When calculating the final interest rate applicable to a borrower, financial institutions consider three key components including the borrowing cost, the internal benchmark rate, and a credit risk spread. All of these are influenced, either directly or indirectly, by movements in the repo rate.
RBI Repo Rate Changes: How to Calculate Home Loan EMI?
Suppose if you have a home loan of Rs 50 lakh for a 20-year term, and you are paying an interest rate of 6%. With this setup, your monthly EMI would be around Rs 35,816. Now, if the interest rate increases to 6.4% due to a repo rate hike by the RBI, your EMI will also go up to Rs 37,027. That is an increase of Rs 1,211 every month.
But instead of raising the EMI, the bank might increase the loan tenure slightly, so your monthly payment stays the same, but you will take longer to repay the loan.

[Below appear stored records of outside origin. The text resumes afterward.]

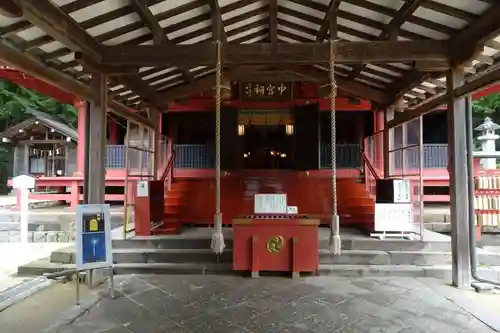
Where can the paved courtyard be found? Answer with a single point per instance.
(154, 304)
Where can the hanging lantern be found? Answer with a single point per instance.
(241, 129)
(225, 89)
(400, 105)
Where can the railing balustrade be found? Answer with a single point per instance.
(347, 156)
(202, 156)
(194, 156)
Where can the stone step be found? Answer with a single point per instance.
(416, 258)
(348, 257)
(370, 244)
(39, 267)
(173, 268)
(171, 256)
(434, 271)
(166, 242)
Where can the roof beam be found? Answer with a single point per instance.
(476, 33)
(273, 21)
(331, 14)
(36, 68)
(486, 27)
(159, 35)
(10, 9)
(391, 30)
(352, 88)
(141, 9)
(50, 18)
(479, 82)
(406, 10)
(282, 53)
(218, 32)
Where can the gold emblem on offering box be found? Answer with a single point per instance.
(252, 91)
(275, 244)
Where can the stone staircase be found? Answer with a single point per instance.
(191, 201)
(189, 253)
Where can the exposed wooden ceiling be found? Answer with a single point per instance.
(371, 64)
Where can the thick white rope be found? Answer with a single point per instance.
(335, 242)
(217, 243)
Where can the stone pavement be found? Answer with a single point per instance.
(157, 303)
(14, 255)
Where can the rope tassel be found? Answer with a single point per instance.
(335, 241)
(217, 243)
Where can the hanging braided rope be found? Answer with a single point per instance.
(335, 242)
(217, 243)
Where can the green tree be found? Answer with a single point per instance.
(487, 106)
(14, 100)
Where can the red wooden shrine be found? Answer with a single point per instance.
(287, 244)
(148, 208)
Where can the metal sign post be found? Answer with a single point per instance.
(93, 242)
(23, 184)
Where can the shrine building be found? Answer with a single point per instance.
(217, 102)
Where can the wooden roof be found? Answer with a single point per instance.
(180, 58)
(39, 122)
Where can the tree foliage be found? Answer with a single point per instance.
(14, 100)
(487, 106)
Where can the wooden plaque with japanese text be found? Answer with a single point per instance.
(252, 91)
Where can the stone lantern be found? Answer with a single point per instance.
(487, 138)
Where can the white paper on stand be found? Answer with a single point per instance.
(402, 191)
(270, 204)
(391, 217)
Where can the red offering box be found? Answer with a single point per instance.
(276, 244)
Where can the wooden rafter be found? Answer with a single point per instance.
(376, 74)
(61, 26)
(474, 35)
(391, 30)
(475, 83)
(331, 14)
(36, 68)
(201, 54)
(273, 21)
(10, 9)
(159, 36)
(218, 31)
(51, 19)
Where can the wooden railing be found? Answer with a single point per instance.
(168, 174)
(370, 178)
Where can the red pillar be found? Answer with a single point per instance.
(113, 132)
(80, 149)
(378, 140)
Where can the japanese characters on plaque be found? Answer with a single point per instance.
(266, 91)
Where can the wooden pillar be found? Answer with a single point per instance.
(15, 164)
(96, 153)
(378, 140)
(457, 167)
(26, 159)
(80, 148)
(113, 132)
(388, 139)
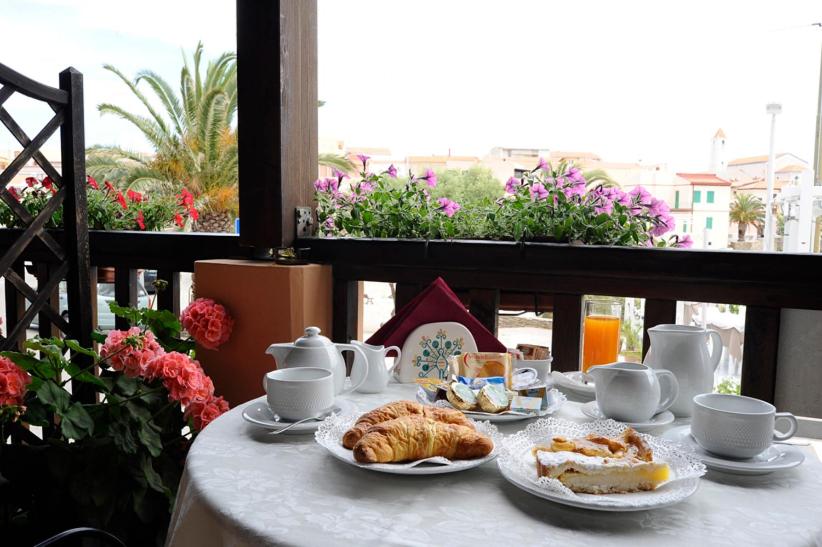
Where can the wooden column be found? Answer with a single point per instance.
(567, 332)
(760, 352)
(485, 307)
(277, 117)
(657, 312)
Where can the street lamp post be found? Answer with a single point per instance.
(773, 109)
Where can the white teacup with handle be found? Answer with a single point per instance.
(736, 426)
(633, 393)
(298, 393)
(373, 378)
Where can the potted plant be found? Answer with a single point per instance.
(112, 461)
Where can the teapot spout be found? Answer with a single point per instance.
(279, 352)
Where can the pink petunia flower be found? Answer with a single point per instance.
(538, 192)
(511, 185)
(448, 207)
(430, 178)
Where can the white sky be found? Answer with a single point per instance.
(628, 80)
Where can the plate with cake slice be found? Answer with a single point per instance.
(601, 465)
(409, 438)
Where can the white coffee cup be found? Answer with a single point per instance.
(736, 426)
(298, 393)
(541, 367)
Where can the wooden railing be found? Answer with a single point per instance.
(558, 276)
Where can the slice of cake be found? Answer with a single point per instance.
(601, 465)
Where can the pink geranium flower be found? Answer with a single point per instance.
(208, 322)
(204, 411)
(13, 383)
(182, 376)
(130, 351)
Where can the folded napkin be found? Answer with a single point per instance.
(437, 303)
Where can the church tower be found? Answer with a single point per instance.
(719, 163)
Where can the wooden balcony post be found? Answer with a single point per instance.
(277, 117)
(567, 332)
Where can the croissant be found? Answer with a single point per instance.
(398, 409)
(416, 437)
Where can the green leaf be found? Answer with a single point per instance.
(75, 345)
(52, 394)
(149, 435)
(123, 438)
(154, 480)
(84, 376)
(126, 385)
(76, 423)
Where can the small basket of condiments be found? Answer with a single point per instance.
(486, 385)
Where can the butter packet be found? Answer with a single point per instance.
(538, 391)
(483, 365)
(479, 383)
(527, 405)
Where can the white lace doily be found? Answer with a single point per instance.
(331, 431)
(555, 400)
(517, 462)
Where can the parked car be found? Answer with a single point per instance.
(105, 295)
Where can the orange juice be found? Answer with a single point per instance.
(600, 342)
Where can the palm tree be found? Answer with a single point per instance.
(747, 209)
(193, 135)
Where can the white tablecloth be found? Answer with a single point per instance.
(244, 487)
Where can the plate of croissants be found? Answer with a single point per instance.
(409, 438)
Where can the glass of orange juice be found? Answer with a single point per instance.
(600, 338)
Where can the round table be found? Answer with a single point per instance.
(243, 486)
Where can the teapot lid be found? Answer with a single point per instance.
(312, 339)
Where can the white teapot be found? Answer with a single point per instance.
(315, 350)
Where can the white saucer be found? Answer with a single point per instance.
(259, 414)
(663, 418)
(775, 458)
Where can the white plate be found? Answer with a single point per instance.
(427, 350)
(555, 401)
(776, 458)
(332, 429)
(518, 466)
(577, 383)
(663, 418)
(259, 414)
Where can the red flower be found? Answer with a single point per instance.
(182, 376)
(208, 322)
(13, 382)
(186, 199)
(136, 197)
(131, 350)
(204, 411)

Now, imagine the RBI cuts the repo rate, and as a result, your interest rate comes down to 5.6%. In this case, your EMI would drop to approximately Rs 34,579, a saving of around Rs 1,237 every month.
Instead of reducing the EMI, sometimes banks choose to shorten your loan tenure while keeping your monthly payment the same. This way, you can finish repaying your loan earlier.
In either case whether your EMI increases or decreases or your loan duration changes, your bank will inform you beforehand. So, if you have a floating-rate home loan, it is smart move to keep an eye on repo rate changes announced by the RBI.
"If the difference is sizeable, say, 50 bps or more and if half their loan tenor and balance remain, they should strongly consider a refinance to a repo-linked loan from a bank. The advantage these loans have over prime lending rate (PLR), marginal cost of funds-based lending rate (MCLR), and base rate-linked loans is that the rate cuts are free, immediate, and automatic," Anuj Kesarwani, Founder of Zenith Finserve explained.